From her gloved arm depends, by its ribbons, a large garden- hat, which she has just removed for coolness’ sake. A mass of nut-brown hair is coiled gracefully about her head, and its rich, warm colour throws into relief, and contrasts pleasantly with, the decided blue of her eyes and the clear red-and-white complexion, which is so suggestive of healthy open-air life. Even a cynic who had vowed to hate all his kind must in common honesty have pronounced Muriel Glindon a charming woman.

Her lover, Raymond Penoyre–for lover he was–could give her some months, perhaps–not more–in seniority, for he was as yet in his twenty-sixth year. He was a graceful, gentlemanly fellow, well set up, with a manly bearing and a sapient expression beaming from his dark face.
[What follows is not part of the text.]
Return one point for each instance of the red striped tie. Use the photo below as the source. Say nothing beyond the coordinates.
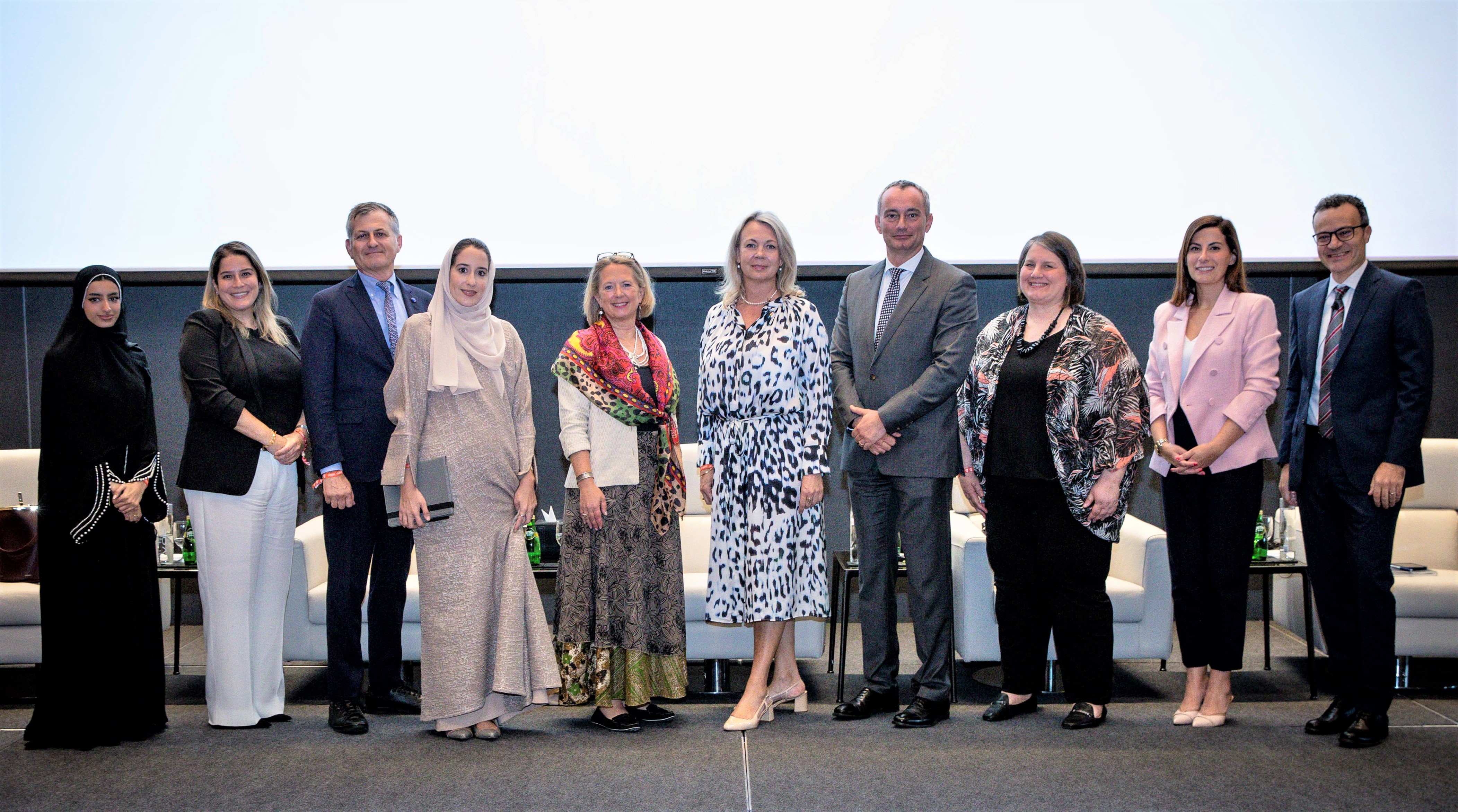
(1329, 363)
In striking contrast to her, he was as dark as a raven.

“Why, Raymond dear, whatever has made you so late?” Muriel exclaimed, when they had embraced each other with unconventional heartiness. “We have waited luncheon, and I have been on the look-out for you so long that I had quite begun to despair.”

“Poor little woman!” he said laughingly, as arm-in-arm they entered the hall. “The fact is, Muriel, I missed the first train, and had to wait an hour.”

“Oh, you naughty boy! But there, I forgive you,” she said sweetly, as she relieved him of his coat, hat, and stick. “And now let us go in to luncheon, or aunt will be quite cross.”

They proceeded down the passage, and entered a charming room, the long French window of which commanded a view of a splendid lawn, that was bounded by a bank of rhododendrons, now a blaze of variegated colour. In this room luncheon was set, and as the young couple entered, a sedate, matronly lady rose and warmly shook Penoyre’s hand.

“Come, young gentleman,” she said pleasantly, “we shall have to take you to task.”

“You must forgive me, Mrs. Romanoff,” he answered. “I have already explained to Muriel that I missed the train and had to wait an hour.”

“What! a lover and miss a train! Oh, fie, fie!”

“Nay, do not be too hard upon me,” he laughed. “My sisters are to blame; they would insist on my trying over some new duets with them.”